Cops learn survival skills, on the job and at home

OCEAN SPRINGS, MS (WLOX) - A life spent protecting and serving is tough and can take a toll. Suicide and divorce rates for police officers are higher than in the general population. A two day seminar at the Ocean Springs Civic Center is trying to change that.

More than 100 officers from 20 agencies spanning four states came to learn coping and survival skills, both on and off the job.

"It's like a roller coaster ride. It's ups and downs constantly throughout the day," explained Andrew Robinson, who serves as a U.S. park ranger. "When you come home, it's really hard to come down from the emotional highs and lows that you get in your job. A lot of time we deal with really sad and unfortunate situations."

Those situations sometimes follow officers home.  Karl Miller is with the D'Iberville Police Department.

"You don't want to bring work problems home to family members. They have enough stress as it is too with your job," Miller said.

There's an even more ominous threat for officers like U.S. Marshal Ray Stewart.

"It's the stress of the unknown. When you go to somebody's house, you don't know what they have in their house, what kind of weapons they have, what their mindset is, if they're having a really bad day," Stewart said.

The theme of the seminar is "The Winning Mind."

"We want them to win, and we want them to just not win in confrontations.

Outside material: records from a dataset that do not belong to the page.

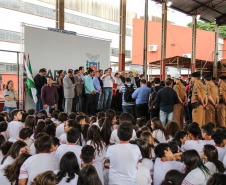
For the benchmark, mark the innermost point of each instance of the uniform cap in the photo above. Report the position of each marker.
(195, 74)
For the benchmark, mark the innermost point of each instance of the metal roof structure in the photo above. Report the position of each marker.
(209, 10)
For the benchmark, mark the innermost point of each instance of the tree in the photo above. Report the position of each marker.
(210, 27)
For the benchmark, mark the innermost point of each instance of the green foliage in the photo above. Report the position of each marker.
(209, 27)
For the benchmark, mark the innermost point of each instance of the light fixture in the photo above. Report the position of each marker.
(169, 3)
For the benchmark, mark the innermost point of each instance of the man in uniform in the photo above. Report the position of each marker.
(213, 99)
(222, 101)
(182, 97)
(198, 100)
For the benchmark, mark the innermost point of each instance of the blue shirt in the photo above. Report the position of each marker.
(96, 84)
(166, 98)
(89, 85)
(123, 90)
(141, 94)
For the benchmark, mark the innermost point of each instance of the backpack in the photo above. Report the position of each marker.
(128, 93)
(151, 103)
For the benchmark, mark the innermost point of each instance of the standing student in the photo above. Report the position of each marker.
(165, 162)
(123, 172)
(210, 155)
(88, 176)
(69, 170)
(195, 172)
(38, 163)
(72, 138)
(159, 131)
(10, 96)
(16, 125)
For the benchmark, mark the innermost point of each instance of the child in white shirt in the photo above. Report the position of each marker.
(72, 138)
(15, 126)
(159, 131)
(69, 170)
(196, 172)
(165, 162)
(123, 158)
(38, 163)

We want them to win in the courtroom, we want them to win at the station, we want them to win at home," said police trainer Betsy Smith.

There's no doubt the men and women of law enforcement face challenges every day that most of us do not; the stresses they face are unbelievable at times. But if there was one word to come out of today's conference, it was this: Balance.

Dave Smith is another trainer.

"You've got things in your life that you do. And what I don't want those to become are your 'Used Tos.' I used to hunt, I used to fish, I used to go camping with my family because that leads to I used to be happy. I used to have a life," Smith implored.

It's a life that despite its stress, can still be fulfilling.

The two day seminar wrapped up Wednesday afternoon.  It was paid for with a grant from the Albright-Wirth program and organized by the National Park Foundation. The Ocean Springs Chamber of Commerce was also involved by providing food and drinks for the officers.